А за такой взгляд можно отдать еще пол сотни.
— Рома, они такие красивые и, наверное дорогие.
— Дорогие, — не стал я спорить, наблюдая как она крутится у зеркала, то поднимая волосы наверх, то распуская, то убирая их за уши и все время рассматривая подарок. Мой подарок, моей женщине.
— Я ведь могла бы сейчас начать возмущаться, что ты опять пытаешься меня купить, что я в итоге так и осталась для тебя девочкой по вызову.
— Но…
— Но не буду, —
кинулась она ко мне и опрокинула на кровать, целуя везде, куда только могла дотянуться. — Потому что вот прямо сейчас я очень счастлива.Я поднял малышку на руку и прошел к стереосистеме. Там быстро нашел нужный трек того самого Людовика и уже через пару секунд мою большую студию залила приятная фортепьянная музыка.
И Аня конечно поняла все правильно, поэтому спрыгнула с меня, усадила на кровать, как единственного зрителя.
— Кажется, я обещала станцевать.
И она танцевала, а я понимал, что несомненно такое сокровище достойно большой сцены. Несмотря на то, что сейчас движения были плавными, манящими, сексуальными, я видел и то, как она бы двигалась в своем балетном жанре. На пуантах. По бьющим по глазам светом софитов.
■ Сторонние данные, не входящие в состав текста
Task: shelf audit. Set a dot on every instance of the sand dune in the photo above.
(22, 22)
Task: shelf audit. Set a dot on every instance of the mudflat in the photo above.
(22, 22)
Она изгибалась упругой тростинкой, медленно, слишком медленно расстегивая пуговицы розовой рубашки. Отбрасывала волосы с лица и проводила язычком по губам. Она ласкала меня взглядом, то поднимаясь на носочки, то растекаясь по полу. Когда рубашка все-таки была сброшена меня уже потряхивало, от самого вида этого прелестного тела, розовых сосков и такого манящего треугольничка между ног.
Гладко выбритого, как я и люблю. Она виляя попой, уползала от меня все дальше, но постоянно посматривая из-за плеча.
— Синицына, — сказал, прочистив горло. — , если не хочешь быть раскатанной по полу, то иди сюда.
И я черт возьми наслаждался тем, как блестят бриллианты в ее ушах, и тем как блестят бисеринки пота на ее теле. На ней больше ничего не было, кроме драгоценного украшения, мелькавшего из-за завесы темных волос.
Но самое главное глаза. Она смотрели на меня и в них ярче любых камушков горела любовь. Аня дарила ее мне, возбуждая и без того стоящий колом член своей ладошкой. Водила ею то вверх, то вниз.
Она мне не ответила. Не сказала будет ли она со мной жить, а я хотел, чтобы она была уверена на все сто. Поэтому, сдерживая порыв просто нагнуть ее и трахнуть, уложил на край кровати, а сам сел перед ней на колени, опаляя своим дыханием ее нежную киску. Она вздрогнула от прикосновения моих пальцев.
— Рома, я так стесняюсь, когда ты так садишься. Сразу вспоминается, что ты врач.
— Хорошо, что не гинеколог хочешь сказать?
Она звонко рассмеялась.
— Я бы не стала спать с гинекологом. Как подумаю, что он постоянно лазит туда, ко всем. Бр, — повела она хрупкими плечами.
— Стала бы, будь это я. Но ты права, в этом есть своя неприятная сторона. В твоей же сладкой писечке, нет ничего постыдного, потому что она прекрасна, и только моя. Верно? — прорычал я, резко вставляя палец внутрь, чувствуя, как его обволокли стенки влагалища.
— О, да, — пискнула она и выгнулась. — Только твоя.
К моему пальцу присоединился язык и вскоре мне пришлось крепко держать ее ноги, чтобы от напряжение которое гуляло в ее теле она не раздавила мне голову.